Reason (R): ∠PDC = $\dfrac{1}{2}$ x ∠ADC

∠PCD = $\dfrac{1}{2}$ x ∠BCD

∠PDC + ∠PCD = $\dfrac{1}{2}$ x (∠ADC + ∠BCD)

1. A is true, but R is false.

2. A is false, but R is true.

3. Both A and R are true, and R is the correct reason for A.

4. Both A and R are true, and R is the incorrect reason for A.
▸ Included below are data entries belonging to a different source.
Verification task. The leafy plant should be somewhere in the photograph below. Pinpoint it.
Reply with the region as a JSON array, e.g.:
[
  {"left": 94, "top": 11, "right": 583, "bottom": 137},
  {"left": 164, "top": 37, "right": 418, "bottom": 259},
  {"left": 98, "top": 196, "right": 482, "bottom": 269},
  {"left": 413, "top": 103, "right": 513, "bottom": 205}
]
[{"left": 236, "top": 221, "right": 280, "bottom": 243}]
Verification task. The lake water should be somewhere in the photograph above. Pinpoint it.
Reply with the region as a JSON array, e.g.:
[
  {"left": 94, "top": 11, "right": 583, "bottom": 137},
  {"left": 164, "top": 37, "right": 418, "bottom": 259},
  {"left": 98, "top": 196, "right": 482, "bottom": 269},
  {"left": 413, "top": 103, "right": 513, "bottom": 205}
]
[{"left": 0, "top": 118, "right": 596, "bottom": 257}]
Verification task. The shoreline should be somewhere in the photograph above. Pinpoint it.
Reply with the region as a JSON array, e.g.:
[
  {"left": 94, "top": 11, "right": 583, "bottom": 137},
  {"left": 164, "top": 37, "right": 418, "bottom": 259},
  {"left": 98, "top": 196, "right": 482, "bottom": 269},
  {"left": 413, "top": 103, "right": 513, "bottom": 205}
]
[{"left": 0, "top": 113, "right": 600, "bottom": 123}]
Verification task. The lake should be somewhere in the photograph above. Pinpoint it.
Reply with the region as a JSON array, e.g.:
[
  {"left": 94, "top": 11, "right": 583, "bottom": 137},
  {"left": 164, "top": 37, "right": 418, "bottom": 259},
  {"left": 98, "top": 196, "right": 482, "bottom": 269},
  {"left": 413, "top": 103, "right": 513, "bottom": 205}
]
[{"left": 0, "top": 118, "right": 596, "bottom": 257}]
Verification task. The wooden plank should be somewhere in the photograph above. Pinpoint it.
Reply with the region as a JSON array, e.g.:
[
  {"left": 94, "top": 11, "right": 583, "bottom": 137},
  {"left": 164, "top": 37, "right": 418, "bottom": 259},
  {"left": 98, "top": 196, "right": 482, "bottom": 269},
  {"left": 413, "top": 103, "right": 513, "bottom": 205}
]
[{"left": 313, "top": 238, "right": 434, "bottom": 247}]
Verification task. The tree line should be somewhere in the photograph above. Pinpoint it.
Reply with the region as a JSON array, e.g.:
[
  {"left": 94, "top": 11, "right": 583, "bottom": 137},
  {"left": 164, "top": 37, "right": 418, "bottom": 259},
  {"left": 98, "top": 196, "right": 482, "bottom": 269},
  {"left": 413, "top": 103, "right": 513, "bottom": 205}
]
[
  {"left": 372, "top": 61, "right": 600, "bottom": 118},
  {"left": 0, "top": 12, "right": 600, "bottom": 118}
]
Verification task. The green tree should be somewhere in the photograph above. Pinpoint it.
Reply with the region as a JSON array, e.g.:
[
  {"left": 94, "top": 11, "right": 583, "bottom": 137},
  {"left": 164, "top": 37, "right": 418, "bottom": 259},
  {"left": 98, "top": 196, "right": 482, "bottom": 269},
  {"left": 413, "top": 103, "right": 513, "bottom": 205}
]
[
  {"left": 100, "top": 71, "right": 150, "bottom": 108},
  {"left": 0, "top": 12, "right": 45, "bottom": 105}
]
We know that consecutive angles of a parallelogram are supplementary.

ABCD is a parallelogram.

∴ ∠ADC + ∠BCD = 180° …………………(1)

PD bisects ∠ADC.

⇒ ∠PDC = $\dfrac{∠ADC}{2}$ ……………(2)

PC bisects ∠BCD.

⇒ ∠PCD = $\dfrac{∠BCD}{2}$ ……………(3)

Adding equations (2) and (3), we get :

⇒ ∠PDC + ∠PCD = $\dfrac{∠ADC}{2}$ + $\dfrac{∠BCD}{2} = \dfrac{1}{2}$ (∠ADC + ∠BCD)

= $\dfrac{1}{2}$ x 180°

= 90°.

In ΔPCD, according to angle sum property,

⇒ ∠PDC + ∠PCD + ∠DPC = 180°

⇒ 90° + ∠DPC = 180°

⇒ ∠DPC = 180° - 90°

⇒ ∠DPC = 90°

∴ Both A and R are true, and R is the correct reason for A.

Hence, option 3 is the correct option.